BACKGROUND AND AIMS
Fanconi anaemia (FA) is a rare, inherited bone marrow failure syndrome, for which the only available curative treatment is haematopoietic cell transplant (HCT).1 Gene therapy has been reported to improve bone marrow function in individuals with FA. However, the clinical application of gene therapy is still in its initial stages with controversy over whether gene therapy can potentially replace HCT.2 This systematic review compares the long-term safety and clinical outcomes of gene therapy versus the standard treatment of choice, i.e., HCT, in FA patients, using the peer-reviewed literature published on this topic.
MATERIALS AND METHODS
This systematic review followed the PRISMA Guidelines. The primary objective was to determine the symptom-free survival rate, serious adverse events, and long-term survival probability of individuals with FA, attributable to gene therapy. Secondary objectives included assessing post-infusion blood cell counts, the use of blood transfusions, or the need for a bone marrow transplant and quality of life post-gene therapy. Randomised controlled trials, prospective clinical trials, retrospective studies, case reports, and case-control studies were included. FA patients, of all ages and gender, irrespective of geographical or healthcare setting, were considered. Studies (published between 2005 and 2019) focussing on gene therapy with or without standard treatment were included. Table 1 details the studies that were included in the final study.
The authors conducted electronic searches of PubMed, Web of Science, Cochrane Library, and Google Scholar, and screened the reference lists of the included studies to identify potentially relevant studies. The full texts of articles that met the inclusion criteria were reviewed. Reviewers independently extracted data from the included studies using a designed structured data form. The authors assessed the risk of bias using the Cochrane Risk of Bias tool for randomised controlled trials, and also planned to calculate whether statistical heterogeneity was present using the chi-square test for homogeneity, with p<0.1 as significant (anticipating a very small sample size). Assessment for publication bias was planned if at least 10 studies were to be included in the final selection.

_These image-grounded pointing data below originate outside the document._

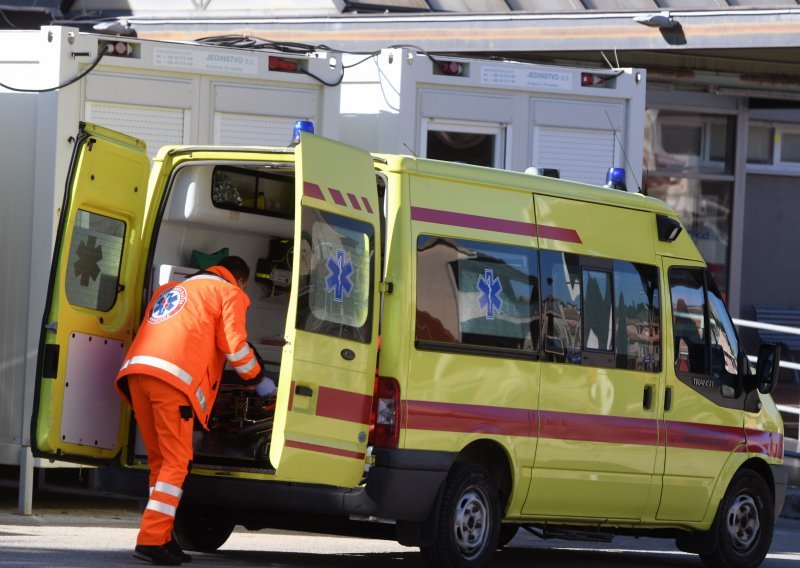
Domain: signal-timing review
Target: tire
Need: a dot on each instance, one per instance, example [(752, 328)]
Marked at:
[(201, 529), (507, 534), (742, 530), (467, 526)]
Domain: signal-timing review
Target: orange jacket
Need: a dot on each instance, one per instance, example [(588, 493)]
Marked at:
[(188, 332)]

Three clinical trials were included in the final sample applying strict selection criteria.3-5 A total of nine patients were therefore included in the study, with a mean age of 10.7±5.7. The mean pre-infusion haemoglobin (g/dl), neutrophils (/µL), and platelets (103/µl) were 11.0±1.6 (two studies), 1,181±525, and 61.1±28.7, respectively, and an overall vector count number (VCN) of 0.59±0.60 (two studies). All patients had lentiviral-mediated gene therapy. A 1-year follow-up of most patients showed stabilisation and mild improvement in blood lineages, without any serious genotoxic events. There were no cytogenetic abnormalities reported in patients in two of the studies. A meta-regression analysis could not be conducted due to the absence of randomised trials and limited availability of patient data. Overall, very little long-term follow-up data in any of the patients was observed, thus the study objective of comparing gene therapy to HCT remains inconclusive and unanswered. The authors were also unable to assess quality of life after gene therapy since this was not reported in any study.
Gene therapy is an overall safe procedure for FA; however randomised studies need to be conducted to gain a better insight into the beneficial long-term effects it has in patients with FA, and if there is potential to become a standard-of-care treatment.